Since many organizations still rely on SMB, new exploits, threats, and breaches related to the protocol are published regularly. MalwareBytes Labs indicated that, at the end of last year, two well-known malware attacks, Emotet and Trickbot, were tied to SMB vulnerabilities. Remember WannaCry and its many EternalBlue and EternalX cohorts? They were also connected to an SMB vulnerability, according to our friends at MalwareBytes. As attackers gain access through SMB servers, they utilize worm-like functionality in both malware attacks to slowly propagate through the organization.
What’s new in Censys?
We’ve recently added massive amounts of new Internet scan data about SMB ports, including:
- This data helps you identify which mechanisms and version of Windows each SMB port is communicating with. Microsoft created a useful overview of SMB authentication that is worth exploring.
SMB capability flags:
- Distributed File System
- Multi-Credit Operations
- Multi-Channel Sessions
- Persistent Handles
- Leasing / Directory Leasing
Target name of the host found in SMB messages
For pentesting and threat hunting folks, this means you can now more easily track hosts vulnerable to Windows malware attacks like WannaCry and EternalBlue, and analyze this more in-depth data on each affected host.

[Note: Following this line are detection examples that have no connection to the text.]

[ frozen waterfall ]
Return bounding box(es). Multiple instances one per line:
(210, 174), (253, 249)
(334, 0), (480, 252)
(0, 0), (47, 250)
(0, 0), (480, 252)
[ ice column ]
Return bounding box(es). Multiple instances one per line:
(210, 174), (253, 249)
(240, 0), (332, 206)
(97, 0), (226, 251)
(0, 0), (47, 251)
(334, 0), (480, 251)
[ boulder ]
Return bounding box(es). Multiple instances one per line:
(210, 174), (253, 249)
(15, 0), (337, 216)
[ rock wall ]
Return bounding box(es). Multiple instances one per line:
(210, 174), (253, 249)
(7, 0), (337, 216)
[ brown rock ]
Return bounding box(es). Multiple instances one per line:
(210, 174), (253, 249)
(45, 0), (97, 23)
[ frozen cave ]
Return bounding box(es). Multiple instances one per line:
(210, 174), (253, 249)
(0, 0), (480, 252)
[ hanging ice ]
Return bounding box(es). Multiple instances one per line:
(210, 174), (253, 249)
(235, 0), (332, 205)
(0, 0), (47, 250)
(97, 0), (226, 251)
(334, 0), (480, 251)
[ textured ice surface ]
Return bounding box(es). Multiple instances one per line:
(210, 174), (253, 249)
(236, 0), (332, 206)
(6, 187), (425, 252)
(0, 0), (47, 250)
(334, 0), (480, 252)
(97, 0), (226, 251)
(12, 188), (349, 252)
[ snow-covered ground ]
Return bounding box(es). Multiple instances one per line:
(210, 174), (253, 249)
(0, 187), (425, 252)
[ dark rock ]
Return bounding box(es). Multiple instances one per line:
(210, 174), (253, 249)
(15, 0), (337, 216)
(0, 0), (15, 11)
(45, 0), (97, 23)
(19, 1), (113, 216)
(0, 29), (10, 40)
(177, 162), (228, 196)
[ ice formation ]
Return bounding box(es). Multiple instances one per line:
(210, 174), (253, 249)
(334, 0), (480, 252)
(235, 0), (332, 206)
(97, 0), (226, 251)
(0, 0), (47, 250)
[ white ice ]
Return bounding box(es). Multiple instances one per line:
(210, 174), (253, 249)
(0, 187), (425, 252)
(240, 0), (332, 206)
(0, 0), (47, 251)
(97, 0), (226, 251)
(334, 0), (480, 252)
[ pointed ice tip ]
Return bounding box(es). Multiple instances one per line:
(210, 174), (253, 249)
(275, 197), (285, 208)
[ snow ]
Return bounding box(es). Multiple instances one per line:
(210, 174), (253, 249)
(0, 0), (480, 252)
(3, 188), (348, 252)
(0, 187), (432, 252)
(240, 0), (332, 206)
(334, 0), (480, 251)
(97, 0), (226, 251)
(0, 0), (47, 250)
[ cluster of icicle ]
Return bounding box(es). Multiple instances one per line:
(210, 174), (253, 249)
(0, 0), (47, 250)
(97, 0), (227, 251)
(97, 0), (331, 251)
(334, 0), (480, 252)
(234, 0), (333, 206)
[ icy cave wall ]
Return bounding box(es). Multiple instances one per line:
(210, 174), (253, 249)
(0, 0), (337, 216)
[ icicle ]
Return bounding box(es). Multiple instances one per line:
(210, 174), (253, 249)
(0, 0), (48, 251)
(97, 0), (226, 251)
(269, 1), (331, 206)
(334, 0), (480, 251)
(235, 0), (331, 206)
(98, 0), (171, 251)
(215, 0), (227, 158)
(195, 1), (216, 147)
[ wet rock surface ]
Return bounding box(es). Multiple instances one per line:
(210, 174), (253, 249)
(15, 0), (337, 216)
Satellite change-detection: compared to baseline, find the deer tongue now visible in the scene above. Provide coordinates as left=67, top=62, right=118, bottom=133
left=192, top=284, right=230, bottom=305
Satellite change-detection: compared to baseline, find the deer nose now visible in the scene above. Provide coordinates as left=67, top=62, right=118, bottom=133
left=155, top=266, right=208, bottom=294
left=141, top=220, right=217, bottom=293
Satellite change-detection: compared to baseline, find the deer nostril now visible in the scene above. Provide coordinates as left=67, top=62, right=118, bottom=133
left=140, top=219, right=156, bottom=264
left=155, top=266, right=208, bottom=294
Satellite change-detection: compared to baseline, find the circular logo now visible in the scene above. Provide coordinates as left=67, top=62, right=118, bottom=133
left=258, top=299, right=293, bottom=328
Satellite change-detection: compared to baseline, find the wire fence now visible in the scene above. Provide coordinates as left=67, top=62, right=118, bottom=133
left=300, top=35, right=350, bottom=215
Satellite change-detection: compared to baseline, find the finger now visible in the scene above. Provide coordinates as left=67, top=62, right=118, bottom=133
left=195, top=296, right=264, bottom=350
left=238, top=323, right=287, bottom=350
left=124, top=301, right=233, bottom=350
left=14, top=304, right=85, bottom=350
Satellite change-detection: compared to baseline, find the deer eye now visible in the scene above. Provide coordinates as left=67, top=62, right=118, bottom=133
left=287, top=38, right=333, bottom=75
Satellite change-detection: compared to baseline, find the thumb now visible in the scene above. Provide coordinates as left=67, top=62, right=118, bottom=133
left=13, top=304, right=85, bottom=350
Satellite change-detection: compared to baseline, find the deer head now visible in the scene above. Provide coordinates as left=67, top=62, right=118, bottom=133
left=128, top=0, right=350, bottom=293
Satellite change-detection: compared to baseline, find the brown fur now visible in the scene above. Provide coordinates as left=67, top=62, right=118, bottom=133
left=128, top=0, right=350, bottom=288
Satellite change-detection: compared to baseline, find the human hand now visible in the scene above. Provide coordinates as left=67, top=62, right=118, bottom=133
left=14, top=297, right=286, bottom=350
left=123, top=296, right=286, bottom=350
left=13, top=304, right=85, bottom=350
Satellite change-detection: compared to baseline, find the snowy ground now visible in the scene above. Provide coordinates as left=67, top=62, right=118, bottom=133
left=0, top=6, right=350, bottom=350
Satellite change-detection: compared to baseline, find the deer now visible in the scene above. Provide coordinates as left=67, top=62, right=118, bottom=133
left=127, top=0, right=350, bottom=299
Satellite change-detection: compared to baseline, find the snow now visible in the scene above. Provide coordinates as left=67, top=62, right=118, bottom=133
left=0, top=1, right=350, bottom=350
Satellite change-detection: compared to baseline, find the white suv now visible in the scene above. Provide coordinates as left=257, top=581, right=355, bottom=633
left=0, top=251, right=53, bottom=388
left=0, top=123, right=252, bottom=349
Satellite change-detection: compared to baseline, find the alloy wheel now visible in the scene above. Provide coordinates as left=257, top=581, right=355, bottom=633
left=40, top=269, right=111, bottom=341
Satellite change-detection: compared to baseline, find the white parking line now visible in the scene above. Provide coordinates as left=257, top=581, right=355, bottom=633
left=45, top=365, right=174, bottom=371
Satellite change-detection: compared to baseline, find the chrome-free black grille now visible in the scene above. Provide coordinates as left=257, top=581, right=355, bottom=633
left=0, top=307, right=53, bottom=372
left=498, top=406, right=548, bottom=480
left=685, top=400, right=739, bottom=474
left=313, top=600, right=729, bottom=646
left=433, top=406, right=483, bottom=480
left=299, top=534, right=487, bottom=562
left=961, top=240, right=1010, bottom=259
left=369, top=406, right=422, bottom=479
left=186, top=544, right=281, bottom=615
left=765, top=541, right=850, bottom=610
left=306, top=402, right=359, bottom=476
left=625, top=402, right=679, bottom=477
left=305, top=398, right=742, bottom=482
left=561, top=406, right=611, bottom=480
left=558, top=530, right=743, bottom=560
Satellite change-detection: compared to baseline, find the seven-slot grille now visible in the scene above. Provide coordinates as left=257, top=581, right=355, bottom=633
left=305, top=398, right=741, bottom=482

Finding SMB Protocol in Censys
The easiest way to get started with our new SMB reporting in Censys is to search for the SMB tag:
All of the additional SMB data we’ve added in this update is now included in the existing SMB tag.
Acknowledging that we sound a bit like a broken record, the critical takeaway for our corporate security readers is to ensure that any SMB services you’re using are patched and up-to-date.
It’s also a good idea to take a look at who has access to these hosts and if there are some users with more access than they need.
Microsoft has a dizzying array of security options available that can provide you with a locked down system, but it’s complicated. This documentation may be a good place to start, as well as the Microsoft Security Baseline Tool. Ensure that these hosts are well configured and secure, especially when they’re Internet accessible.